The ATE (Automatic Test Equipment) has to be able to generate sixteen 4-20mA signals and read the status of the twelve relays on each flow computer.
A small ATE system was required to test each flow computer, and a large ATE system was needed to test up to 16 flow computers simultaneously. Both ATE systems had to be built using the same technology and software.
Solution 1 - Large ATE system with 256 x 4-20mA output & 192 x digital inputs
A PC system with expansion for about 20 traditional PCI cards could control all the outputs and read the digital inputs. However a Windows based application would struggle to manage all the operations effectively.
Instead, a real-time data acquisition system was offered, based on a DAP (Data Acquisition Processor) which is able to control hundreds of I/O channels. A DAP is a PCI data acquisition card with on-board microprocessor, RAM and a dedicated operating system which runs independently of Windows. This means the card can handle data acquisition functions without being impeded by other tasks taking place in the PC's Operating System.
The system required two DAP cards installed in an Amplicon Industrial PC as well as 32 analogue output cards and 12 digital input cards installed in two 19” rackmount enclosures.
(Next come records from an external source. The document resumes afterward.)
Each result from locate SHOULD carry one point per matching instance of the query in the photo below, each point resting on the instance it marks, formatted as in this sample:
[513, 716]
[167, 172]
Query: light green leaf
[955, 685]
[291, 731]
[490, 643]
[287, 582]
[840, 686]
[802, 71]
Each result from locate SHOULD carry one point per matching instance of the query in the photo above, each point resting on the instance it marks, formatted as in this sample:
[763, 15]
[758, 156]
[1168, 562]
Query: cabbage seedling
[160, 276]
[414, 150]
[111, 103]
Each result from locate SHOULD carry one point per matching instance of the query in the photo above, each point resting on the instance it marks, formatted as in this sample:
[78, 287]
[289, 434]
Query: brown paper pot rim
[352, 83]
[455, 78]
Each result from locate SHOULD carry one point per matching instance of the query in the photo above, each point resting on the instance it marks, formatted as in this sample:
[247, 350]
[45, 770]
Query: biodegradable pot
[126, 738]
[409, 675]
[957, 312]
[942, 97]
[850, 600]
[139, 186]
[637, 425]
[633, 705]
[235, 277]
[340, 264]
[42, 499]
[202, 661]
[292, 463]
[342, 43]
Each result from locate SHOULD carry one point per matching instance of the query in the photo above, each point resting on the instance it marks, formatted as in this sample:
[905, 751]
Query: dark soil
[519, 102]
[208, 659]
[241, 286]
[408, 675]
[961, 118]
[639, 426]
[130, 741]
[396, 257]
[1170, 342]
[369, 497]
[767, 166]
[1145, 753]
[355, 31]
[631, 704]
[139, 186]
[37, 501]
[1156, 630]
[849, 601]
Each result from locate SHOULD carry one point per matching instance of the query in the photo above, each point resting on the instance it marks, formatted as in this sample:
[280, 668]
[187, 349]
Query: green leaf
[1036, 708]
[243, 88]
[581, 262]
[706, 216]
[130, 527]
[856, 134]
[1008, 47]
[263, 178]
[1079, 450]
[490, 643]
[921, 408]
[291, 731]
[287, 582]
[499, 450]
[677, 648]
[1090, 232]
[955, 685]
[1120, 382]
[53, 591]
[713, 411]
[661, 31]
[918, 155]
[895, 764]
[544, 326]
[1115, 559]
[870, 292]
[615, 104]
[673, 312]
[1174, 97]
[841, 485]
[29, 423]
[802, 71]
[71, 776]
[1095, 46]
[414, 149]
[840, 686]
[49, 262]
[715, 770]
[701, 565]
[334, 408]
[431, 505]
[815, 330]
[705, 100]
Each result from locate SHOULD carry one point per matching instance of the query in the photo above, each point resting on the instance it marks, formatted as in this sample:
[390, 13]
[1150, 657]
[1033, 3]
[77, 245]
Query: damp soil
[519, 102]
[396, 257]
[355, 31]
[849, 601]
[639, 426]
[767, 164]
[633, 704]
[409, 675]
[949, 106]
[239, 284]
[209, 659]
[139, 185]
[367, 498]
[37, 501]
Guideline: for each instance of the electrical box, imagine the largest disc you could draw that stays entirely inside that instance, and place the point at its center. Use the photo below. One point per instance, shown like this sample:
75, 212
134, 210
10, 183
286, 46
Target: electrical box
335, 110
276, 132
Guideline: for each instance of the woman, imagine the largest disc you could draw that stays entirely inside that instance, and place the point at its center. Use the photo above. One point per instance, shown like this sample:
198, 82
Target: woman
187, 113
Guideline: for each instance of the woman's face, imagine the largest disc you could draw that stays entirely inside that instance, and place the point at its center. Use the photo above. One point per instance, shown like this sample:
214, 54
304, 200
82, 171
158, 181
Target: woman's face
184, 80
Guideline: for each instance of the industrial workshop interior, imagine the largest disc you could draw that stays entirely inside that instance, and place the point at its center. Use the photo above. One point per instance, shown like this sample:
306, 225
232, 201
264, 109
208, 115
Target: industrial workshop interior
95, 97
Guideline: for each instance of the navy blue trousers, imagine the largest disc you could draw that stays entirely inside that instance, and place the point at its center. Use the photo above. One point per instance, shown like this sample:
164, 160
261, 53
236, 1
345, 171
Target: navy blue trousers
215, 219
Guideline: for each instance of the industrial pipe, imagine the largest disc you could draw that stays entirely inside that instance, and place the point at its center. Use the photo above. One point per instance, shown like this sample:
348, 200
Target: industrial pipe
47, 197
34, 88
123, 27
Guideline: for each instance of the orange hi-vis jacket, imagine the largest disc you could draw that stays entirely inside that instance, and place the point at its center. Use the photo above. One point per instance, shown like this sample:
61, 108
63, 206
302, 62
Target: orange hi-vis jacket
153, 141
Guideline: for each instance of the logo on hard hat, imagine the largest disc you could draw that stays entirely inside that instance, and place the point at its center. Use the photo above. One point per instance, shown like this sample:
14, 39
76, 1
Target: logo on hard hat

All the input and output cards had a D-Sub connector for use with a custom wiring loom. They were fitted into a 19” rack along with a rackmount monitor and keyboard and a rackmount oscilloscope for additional testing.
Solution 2 - Small ATE system with 16 x 4-20mA output & 12 x digital inputs
This system required only one DAP in an Amplicon Industrial PC, two analogue output cards and one digital input card in a half width industrial enclosure.